Continuity of care: under attack

Anuradha Menon, Consultant Psychiatrist and Medical psychotherapist, RCPsych
17 June 2019

Dear Editor

I read with great interest the interpretations offered in this study. In trying to understand links between lack of continuity of care in the community and poor outcomes for patients with schizophrenia, the authors wonder whether a ‘disrespect of continuity’ manifest in repeated organizational change somehow translates into everyday clinical situations. For me, it is not a reassuring discovery that here is hard evidence for what we as clinicians have always suspected: that repeated organizational change seems driven neither by the best interests of the patient nor an economic imperative. The study beautifully highlights the important idea that what is really being attacked here is continuity.

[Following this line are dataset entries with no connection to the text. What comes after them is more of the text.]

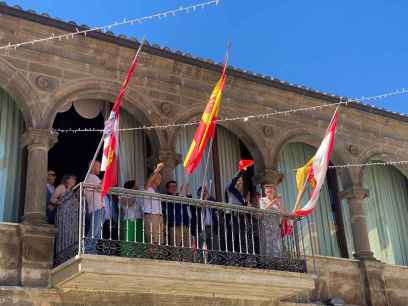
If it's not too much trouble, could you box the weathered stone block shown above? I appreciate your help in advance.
[0,223,21,286]
[21,224,56,287]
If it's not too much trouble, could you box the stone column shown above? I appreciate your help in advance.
[340,187,374,259]
[159,150,183,188]
[21,129,57,287]
[22,128,57,224]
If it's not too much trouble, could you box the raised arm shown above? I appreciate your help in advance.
[145,163,164,189]
[50,185,65,205]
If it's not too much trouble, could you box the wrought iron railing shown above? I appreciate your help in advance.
[55,183,313,272]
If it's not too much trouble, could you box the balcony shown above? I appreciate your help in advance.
[51,184,314,301]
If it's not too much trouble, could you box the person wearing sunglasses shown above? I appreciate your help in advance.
[45,170,57,224]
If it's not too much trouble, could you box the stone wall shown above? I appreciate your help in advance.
[307,256,408,306]
[0,223,408,306]
[307,256,365,305]
[0,7,408,188]
[0,287,274,306]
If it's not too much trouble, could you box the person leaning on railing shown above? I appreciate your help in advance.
[260,184,288,257]
[143,163,164,244]
[225,168,247,253]
[119,180,143,256]
[50,174,78,253]
[163,180,191,248]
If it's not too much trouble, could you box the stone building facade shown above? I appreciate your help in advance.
[0,3,408,305]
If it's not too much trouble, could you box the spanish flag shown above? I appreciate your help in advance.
[184,58,227,175]
[292,109,338,217]
[101,41,144,197]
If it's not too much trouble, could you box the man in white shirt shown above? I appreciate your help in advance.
[84,161,105,253]
[45,170,57,224]
[143,163,164,244]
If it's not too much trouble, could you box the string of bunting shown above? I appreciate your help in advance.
[277,160,408,174]
[55,88,408,133]
[0,0,220,51]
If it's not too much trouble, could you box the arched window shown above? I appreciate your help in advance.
[364,163,408,265]
[278,143,340,257]
[48,100,148,187]
[0,88,24,222]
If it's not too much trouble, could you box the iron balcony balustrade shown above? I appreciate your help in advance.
[51,183,313,272]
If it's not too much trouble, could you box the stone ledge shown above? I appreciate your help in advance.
[51,255,314,301]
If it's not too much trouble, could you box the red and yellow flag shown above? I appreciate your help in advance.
[101,41,144,197]
[184,60,227,175]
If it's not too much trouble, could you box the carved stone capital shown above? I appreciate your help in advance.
[255,169,283,185]
[21,128,58,151]
[340,187,369,201]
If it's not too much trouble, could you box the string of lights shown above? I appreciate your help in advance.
[56,88,408,133]
[278,160,408,174]
[0,0,220,51]
[329,160,408,169]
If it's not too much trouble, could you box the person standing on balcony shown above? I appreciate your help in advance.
[197,185,219,250]
[45,170,57,224]
[84,161,105,253]
[50,174,78,254]
[225,169,247,253]
[260,184,288,257]
[163,180,191,248]
[119,180,143,256]
[143,163,164,244]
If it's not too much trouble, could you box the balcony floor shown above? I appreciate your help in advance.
[51,254,314,301]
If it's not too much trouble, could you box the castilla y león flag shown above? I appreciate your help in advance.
[184,57,227,175]
[292,110,338,217]
[101,41,144,197]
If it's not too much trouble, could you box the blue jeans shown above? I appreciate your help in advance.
[85,208,105,254]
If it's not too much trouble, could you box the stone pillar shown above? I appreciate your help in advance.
[159,150,183,188]
[22,128,57,224]
[340,187,374,259]
[21,129,57,287]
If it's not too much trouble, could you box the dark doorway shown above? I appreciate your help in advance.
[48,107,104,182]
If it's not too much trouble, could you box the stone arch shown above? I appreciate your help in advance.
[0,57,40,127]
[272,128,355,190]
[44,79,164,151]
[169,105,267,174]
[357,146,408,185]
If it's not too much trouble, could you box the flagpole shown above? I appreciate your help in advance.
[84,132,105,183]
[84,37,146,182]
[200,137,214,200]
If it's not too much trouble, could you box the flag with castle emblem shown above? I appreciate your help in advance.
[292,109,338,217]
[101,41,144,197]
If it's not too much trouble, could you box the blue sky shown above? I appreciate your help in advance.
[7,0,408,113]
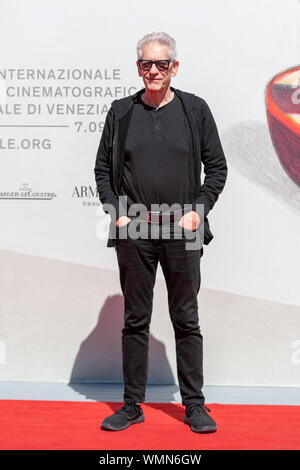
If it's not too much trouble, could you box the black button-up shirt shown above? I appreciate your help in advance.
[122,94,189,210]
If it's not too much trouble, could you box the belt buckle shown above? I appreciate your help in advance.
[147,211,161,224]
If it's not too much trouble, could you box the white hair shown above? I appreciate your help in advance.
[136,31,177,60]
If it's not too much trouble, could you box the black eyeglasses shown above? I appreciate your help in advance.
[138,59,174,71]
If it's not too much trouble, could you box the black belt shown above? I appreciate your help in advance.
[137,209,184,225]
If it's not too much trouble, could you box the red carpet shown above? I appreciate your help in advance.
[0,400,300,450]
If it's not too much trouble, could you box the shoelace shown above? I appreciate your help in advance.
[187,403,210,415]
[119,402,139,414]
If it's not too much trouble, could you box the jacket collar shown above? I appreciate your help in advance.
[111,86,196,119]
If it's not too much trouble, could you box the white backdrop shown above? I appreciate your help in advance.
[0,0,300,386]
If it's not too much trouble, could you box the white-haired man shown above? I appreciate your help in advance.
[95,32,227,433]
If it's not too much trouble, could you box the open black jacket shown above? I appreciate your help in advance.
[94,86,227,247]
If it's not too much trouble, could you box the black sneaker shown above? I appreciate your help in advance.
[184,403,217,433]
[101,402,145,431]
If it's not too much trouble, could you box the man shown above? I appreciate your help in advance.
[95,32,227,433]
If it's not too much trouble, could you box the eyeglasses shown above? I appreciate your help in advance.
[138,59,174,71]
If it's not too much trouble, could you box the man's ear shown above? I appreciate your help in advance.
[136,61,143,77]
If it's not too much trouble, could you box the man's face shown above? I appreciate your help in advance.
[136,41,179,91]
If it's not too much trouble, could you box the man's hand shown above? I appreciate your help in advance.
[116,215,131,227]
[178,211,201,230]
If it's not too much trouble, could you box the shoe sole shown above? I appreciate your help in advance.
[184,417,217,434]
[101,414,145,431]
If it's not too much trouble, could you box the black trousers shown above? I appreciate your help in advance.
[116,222,205,405]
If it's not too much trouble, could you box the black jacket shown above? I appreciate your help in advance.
[94,86,227,247]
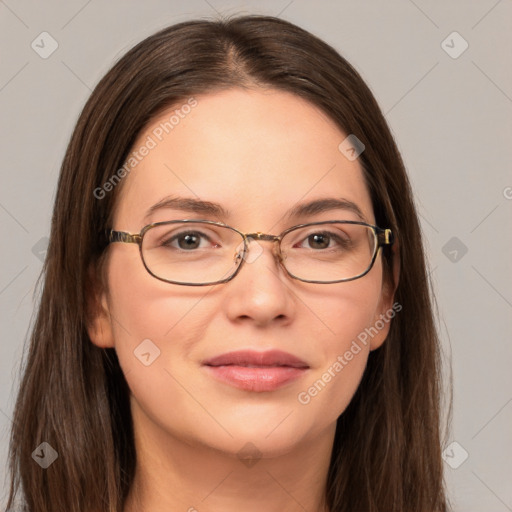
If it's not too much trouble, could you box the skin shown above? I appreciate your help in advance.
[89,88,397,512]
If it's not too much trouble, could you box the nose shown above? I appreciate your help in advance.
[224,236,295,326]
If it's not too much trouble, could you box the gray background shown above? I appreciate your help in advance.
[0,0,512,512]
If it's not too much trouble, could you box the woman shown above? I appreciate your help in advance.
[4,16,448,512]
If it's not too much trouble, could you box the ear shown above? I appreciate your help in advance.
[86,264,114,348]
[370,242,402,350]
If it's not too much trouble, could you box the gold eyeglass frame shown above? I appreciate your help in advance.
[106,219,394,286]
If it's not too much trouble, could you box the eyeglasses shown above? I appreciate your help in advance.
[107,220,394,286]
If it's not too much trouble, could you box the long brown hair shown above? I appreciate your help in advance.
[8,15,449,512]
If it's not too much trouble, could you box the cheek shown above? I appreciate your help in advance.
[297,269,381,423]
[105,247,208,374]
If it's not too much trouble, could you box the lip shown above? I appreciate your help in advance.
[202,350,309,392]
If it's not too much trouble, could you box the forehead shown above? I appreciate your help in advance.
[114,88,373,229]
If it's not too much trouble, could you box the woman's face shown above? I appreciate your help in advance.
[90,89,392,456]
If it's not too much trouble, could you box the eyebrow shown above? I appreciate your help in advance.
[144,196,366,222]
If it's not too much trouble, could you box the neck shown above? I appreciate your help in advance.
[124,400,335,512]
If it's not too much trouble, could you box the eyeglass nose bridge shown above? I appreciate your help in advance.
[235,231,284,264]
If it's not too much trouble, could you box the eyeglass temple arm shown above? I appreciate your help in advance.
[107,229,142,244]
[377,229,395,245]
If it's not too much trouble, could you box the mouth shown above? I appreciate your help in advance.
[203,350,309,392]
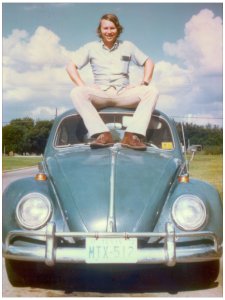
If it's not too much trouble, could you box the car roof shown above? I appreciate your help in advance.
[57,107,171,121]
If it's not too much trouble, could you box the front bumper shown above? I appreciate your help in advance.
[3,222,222,266]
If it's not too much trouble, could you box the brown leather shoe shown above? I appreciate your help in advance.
[121,132,147,151]
[90,132,114,149]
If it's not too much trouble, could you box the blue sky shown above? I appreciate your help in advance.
[2,2,223,126]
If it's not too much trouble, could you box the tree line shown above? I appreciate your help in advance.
[2,117,223,155]
[2,118,53,155]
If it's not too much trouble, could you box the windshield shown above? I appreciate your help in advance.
[54,113,174,150]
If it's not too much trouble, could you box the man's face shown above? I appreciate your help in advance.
[101,19,118,45]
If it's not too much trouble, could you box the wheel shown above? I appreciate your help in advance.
[5,259,51,287]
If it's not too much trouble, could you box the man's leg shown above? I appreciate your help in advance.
[71,87,113,149]
[116,86,158,150]
[115,86,159,136]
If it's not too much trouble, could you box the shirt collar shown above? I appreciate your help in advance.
[100,40,120,51]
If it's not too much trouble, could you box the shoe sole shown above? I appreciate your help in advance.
[121,144,147,151]
[90,143,114,149]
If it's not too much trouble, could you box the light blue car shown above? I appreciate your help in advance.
[2,108,223,286]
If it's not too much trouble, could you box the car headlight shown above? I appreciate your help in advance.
[172,195,207,231]
[16,193,52,229]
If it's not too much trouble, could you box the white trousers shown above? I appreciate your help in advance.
[71,84,158,136]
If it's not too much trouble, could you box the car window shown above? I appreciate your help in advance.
[54,113,174,150]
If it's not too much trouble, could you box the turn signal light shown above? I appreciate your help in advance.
[35,173,47,181]
[178,175,189,183]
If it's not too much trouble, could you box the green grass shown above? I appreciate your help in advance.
[189,153,223,199]
[2,156,42,172]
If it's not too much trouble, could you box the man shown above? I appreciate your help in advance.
[67,14,158,150]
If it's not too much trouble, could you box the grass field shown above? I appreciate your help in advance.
[189,154,223,199]
[2,156,42,172]
[2,153,223,199]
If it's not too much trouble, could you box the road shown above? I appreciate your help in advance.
[2,168,223,298]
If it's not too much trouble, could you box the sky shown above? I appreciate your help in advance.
[2,2,223,127]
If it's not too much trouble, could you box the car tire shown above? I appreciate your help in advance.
[5,259,52,287]
[180,260,220,286]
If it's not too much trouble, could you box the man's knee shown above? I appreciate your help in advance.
[70,86,87,100]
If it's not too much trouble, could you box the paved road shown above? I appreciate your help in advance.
[2,168,223,298]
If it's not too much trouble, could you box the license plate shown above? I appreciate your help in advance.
[86,238,137,263]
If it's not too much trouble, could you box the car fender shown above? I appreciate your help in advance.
[154,179,223,243]
[2,177,62,240]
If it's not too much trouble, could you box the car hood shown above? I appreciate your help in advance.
[46,148,179,232]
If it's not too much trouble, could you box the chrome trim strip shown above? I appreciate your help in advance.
[3,222,222,267]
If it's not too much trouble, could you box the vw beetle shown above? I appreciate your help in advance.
[2,108,222,286]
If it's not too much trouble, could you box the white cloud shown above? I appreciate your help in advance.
[2,10,222,127]
[163,9,223,74]
[3,26,70,71]
[30,106,68,119]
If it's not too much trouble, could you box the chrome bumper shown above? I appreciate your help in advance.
[3,222,222,266]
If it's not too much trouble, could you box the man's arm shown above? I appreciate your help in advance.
[66,62,85,86]
[142,58,155,83]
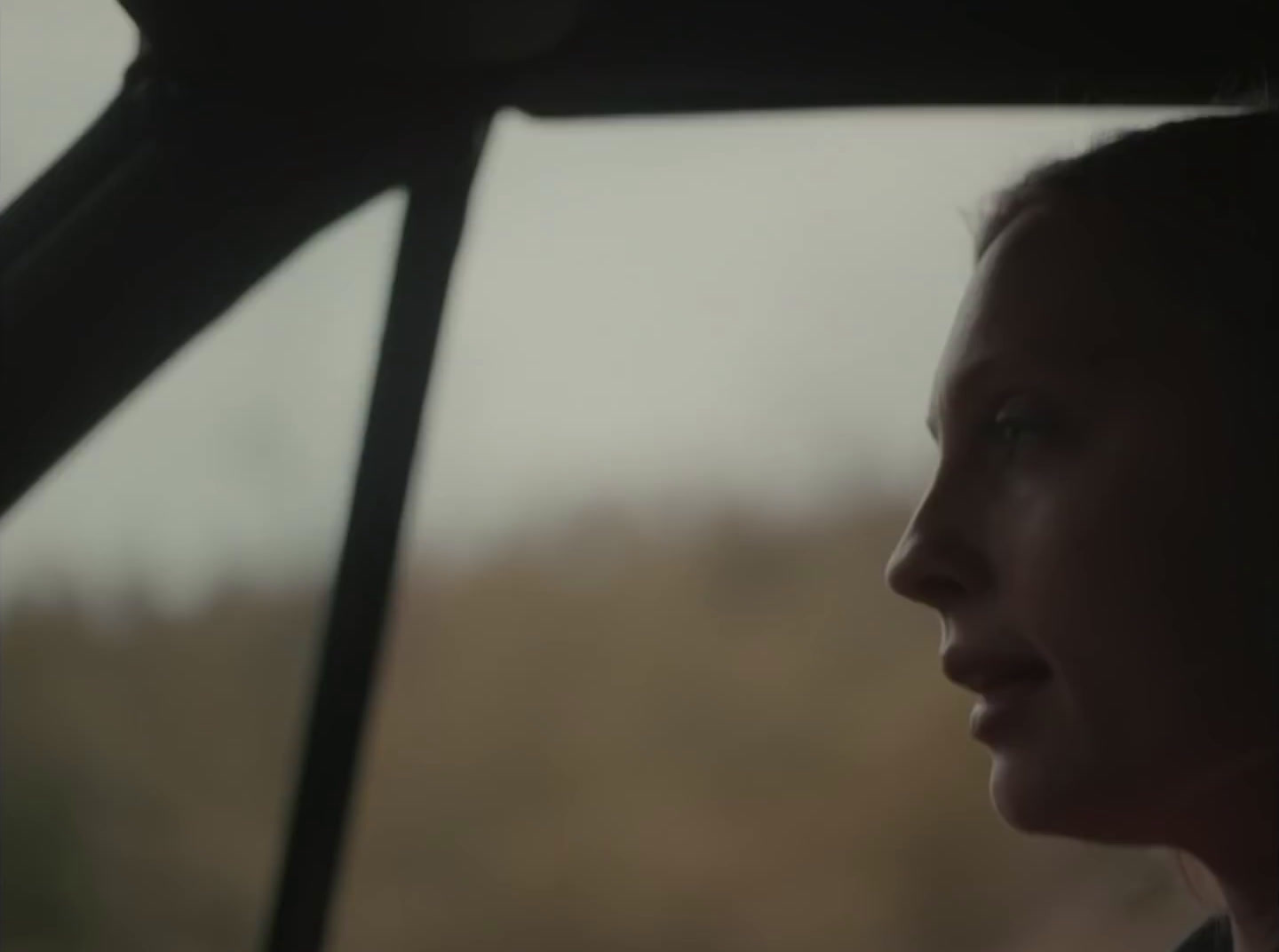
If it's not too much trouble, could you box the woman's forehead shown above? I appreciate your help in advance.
[939,203,1182,372]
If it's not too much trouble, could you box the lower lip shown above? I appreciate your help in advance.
[968,678,1047,741]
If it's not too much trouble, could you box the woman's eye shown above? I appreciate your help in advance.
[990,399,1045,447]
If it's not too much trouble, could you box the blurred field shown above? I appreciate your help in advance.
[0,494,1204,952]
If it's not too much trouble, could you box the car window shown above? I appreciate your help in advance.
[0,7,1222,952]
[324,110,1201,952]
[0,0,403,952]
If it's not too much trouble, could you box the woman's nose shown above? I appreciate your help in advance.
[884,497,989,612]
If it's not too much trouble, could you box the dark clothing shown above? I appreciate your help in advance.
[1172,916,1235,952]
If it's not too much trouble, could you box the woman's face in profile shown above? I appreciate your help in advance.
[887,198,1276,844]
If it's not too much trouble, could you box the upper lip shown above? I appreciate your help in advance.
[941,647,1052,694]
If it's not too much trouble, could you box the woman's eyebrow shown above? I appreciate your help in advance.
[924,354,1008,443]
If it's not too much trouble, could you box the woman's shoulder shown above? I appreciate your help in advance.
[1172,916,1235,952]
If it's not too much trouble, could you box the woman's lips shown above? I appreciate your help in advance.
[968,673,1052,742]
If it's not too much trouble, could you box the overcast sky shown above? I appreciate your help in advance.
[0,0,1196,604]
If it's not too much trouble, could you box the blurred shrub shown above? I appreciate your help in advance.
[0,494,1196,952]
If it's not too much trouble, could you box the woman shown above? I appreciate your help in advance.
[886,111,1279,952]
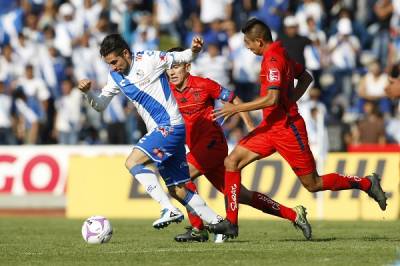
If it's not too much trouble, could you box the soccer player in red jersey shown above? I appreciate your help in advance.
[167,48,311,242]
[208,19,386,237]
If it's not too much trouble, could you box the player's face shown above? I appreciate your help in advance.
[167,64,190,86]
[104,50,132,75]
[244,35,263,55]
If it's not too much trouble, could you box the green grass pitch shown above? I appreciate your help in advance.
[0,217,400,266]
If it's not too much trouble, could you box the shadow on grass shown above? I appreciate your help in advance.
[271,237,337,242]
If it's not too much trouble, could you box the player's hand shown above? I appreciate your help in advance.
[78,79,92,93]
[385,77,400,98]
[191,36,204,54]
[212,102,237,124]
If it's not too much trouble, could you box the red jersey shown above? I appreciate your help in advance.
[260,41,305,124]
[170,75,235,149]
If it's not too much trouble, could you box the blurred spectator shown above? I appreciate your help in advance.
[17,65,51,142]
[385,78,400,98]
[327,104,353,152]
[0,80,16,145]
[131,13,159,53]
[251,0,290,33]
[151,0,182,43]
[13,87,39,144]
[304,17,327,89]
[55,79,82,145]
[358,60,392,116]
[299,87,329,172]
[295,0,324,36]
[54,2,84,57]
[353,101,386,144]
[0,44,24,86]
[278,16,311,65]
[372,0,393,67]
[328,18,361,106]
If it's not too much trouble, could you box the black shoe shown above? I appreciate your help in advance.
[174,226,208,242]
[206,219,239,238]
[367,173,387,211]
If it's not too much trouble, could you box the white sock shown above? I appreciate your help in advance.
[129,165,176,210]
[183,191,222,224]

But why attack continuity? Because of the obvious reason, of course- it is easier to attack it than to offer it. It is easier to create newer, smaller teams and splice the patient temporally into acute vs chronic/ early vs long term/ compliant vs non-complaint / risky vs not risky, rather than to bear that these are all aspects of the same patient and may need to stay in the same place as opposed to being scattered to the four winds!

The great British psychoanalyst Wilfrid Bion (1) writes about his struggles in trying to treat a psychotic patient who experiences him as obstructive and unhelpful. Bion is troubled; and takes this up seriously. He then explains that he discovered he had been trying to impose his own language on the patient, rather than trying to bear the patient’s language of projective identification. Bion’s realization led to a breakthrough. Thus, for coining one of the most popular terms in psychiatric services today- ‘containment’, we owe a debt to him (2). It goes without saying that the need for their anxieties and fears to be contained is something all patients bring to us, and as an example of a serious mental illness, psychosis requires skillful intervention on the part of services.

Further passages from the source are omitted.